Objectives/Hypothesis
The male singing voice through puberty undergoes many changes that present challenges for the singer and choral director. The purpose of this study was to discuss the endoscopic findings seen in prepubescent choir singers.
Study Design
Single‐institution prospective study.
Methods
Subjects were recruited from the Cincinnati Boychoir and were described as Cooksey stage unchanged or mid‐voice I, as described by the Boychoir artistic director. Vocal history was obtained via questionnaire at the initial visit. Subjects with known laryngeal pathologies were excluded. Endoscopic laryngeal examinations were performed using videoendoscopy. During examination, each subject sang four discrete frequencies. Findings of the endoscopic exam were judged by a board‐certified pediatric otolaryngologist specializing in pediatric voice.
Results
We evaluated 28 subjects prior to vocal maturation.

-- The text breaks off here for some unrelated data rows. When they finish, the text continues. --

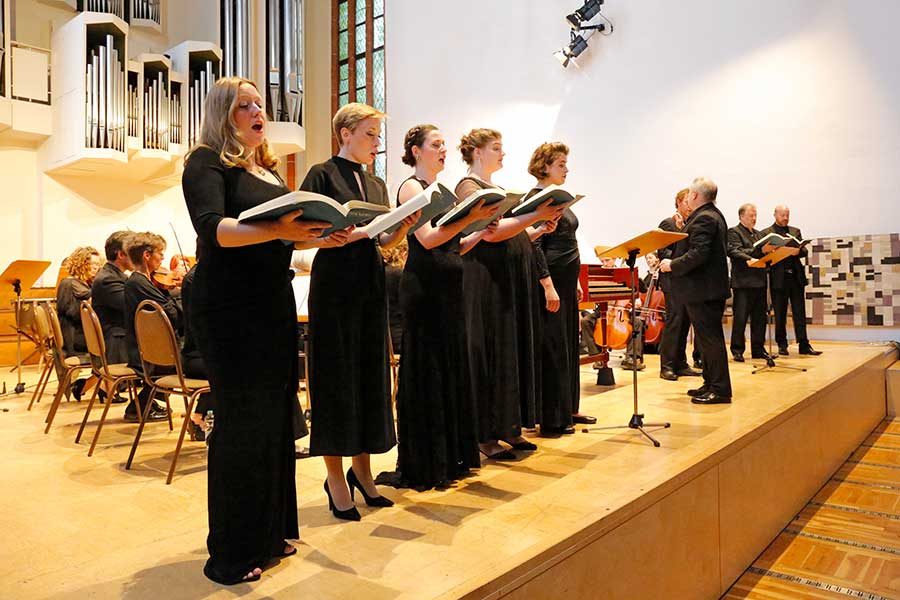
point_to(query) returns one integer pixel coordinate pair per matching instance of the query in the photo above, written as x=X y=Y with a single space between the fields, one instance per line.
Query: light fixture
x=584 y=14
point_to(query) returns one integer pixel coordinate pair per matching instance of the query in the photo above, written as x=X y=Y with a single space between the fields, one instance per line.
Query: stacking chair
x=113 y=376
x=66 y=366
x=45 y=347
x=159 y=350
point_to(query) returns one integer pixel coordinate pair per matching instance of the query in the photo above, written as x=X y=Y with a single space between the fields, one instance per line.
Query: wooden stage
x=592 y=515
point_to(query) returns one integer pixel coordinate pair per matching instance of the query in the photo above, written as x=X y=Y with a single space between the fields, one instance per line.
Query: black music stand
x=775 y=256
x=643 y=244
x=20 y=276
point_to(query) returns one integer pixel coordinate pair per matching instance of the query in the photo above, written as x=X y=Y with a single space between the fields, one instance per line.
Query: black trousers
x=673 y=345
x=749 y=304
x=795 y=294
x=710 y=337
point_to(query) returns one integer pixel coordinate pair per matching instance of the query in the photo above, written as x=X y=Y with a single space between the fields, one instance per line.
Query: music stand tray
x=647 y=242
x=19 y=276
x=765 y=262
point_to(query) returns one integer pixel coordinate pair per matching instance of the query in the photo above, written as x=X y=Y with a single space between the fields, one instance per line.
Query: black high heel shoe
x=378 y=501
x=351 y=514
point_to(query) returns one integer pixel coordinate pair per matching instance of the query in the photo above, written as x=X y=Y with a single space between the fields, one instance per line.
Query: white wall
x=779 y=101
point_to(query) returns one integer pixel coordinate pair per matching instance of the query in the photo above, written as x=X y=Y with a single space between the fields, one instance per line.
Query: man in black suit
x=673 y=346
x=788 y=283
x=108 y=297
x=748 y=285
x=699 y=268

Their age range was 8 to 13 years old (mean = 10.2 ± 1.2 years). The singing voice category of all 28 subjects was described as soprano vocal range by the Boychoir artistic director. The subjects had a mean of 1.7 ± 1.1 years in the Boychoir (0–5 years). None reported history of vocal issues or voice problems in the past; seven (25%) subjects had vocal fold lesions seen at one or more frequencies; 24 (85%) subjects had a posterior gap seen at one or more frequencies. Two subjects (7%) had a posterior gap at one frequency, C3 and G3, respectively. Five subjects (18%) had a posterior gap at two frequencies, seven subjects (25%) at three frequencies, and 10 subjects (36%) in all four frequencies.
Conclusions
Our study aimed to describe the laryngeal examination of dedicated Boychoir singers prior to undergoing pubertal development and vocal maturation. In elite pediatric singers we found that vocal nodules are common (25%) and are not correlated with vocal symptoms. These findings may suggest that asymptomatic lesions may be more prevalent than previously thought. In these individuals, posterior glottic gap is common and can be considered a normal glottal configuration.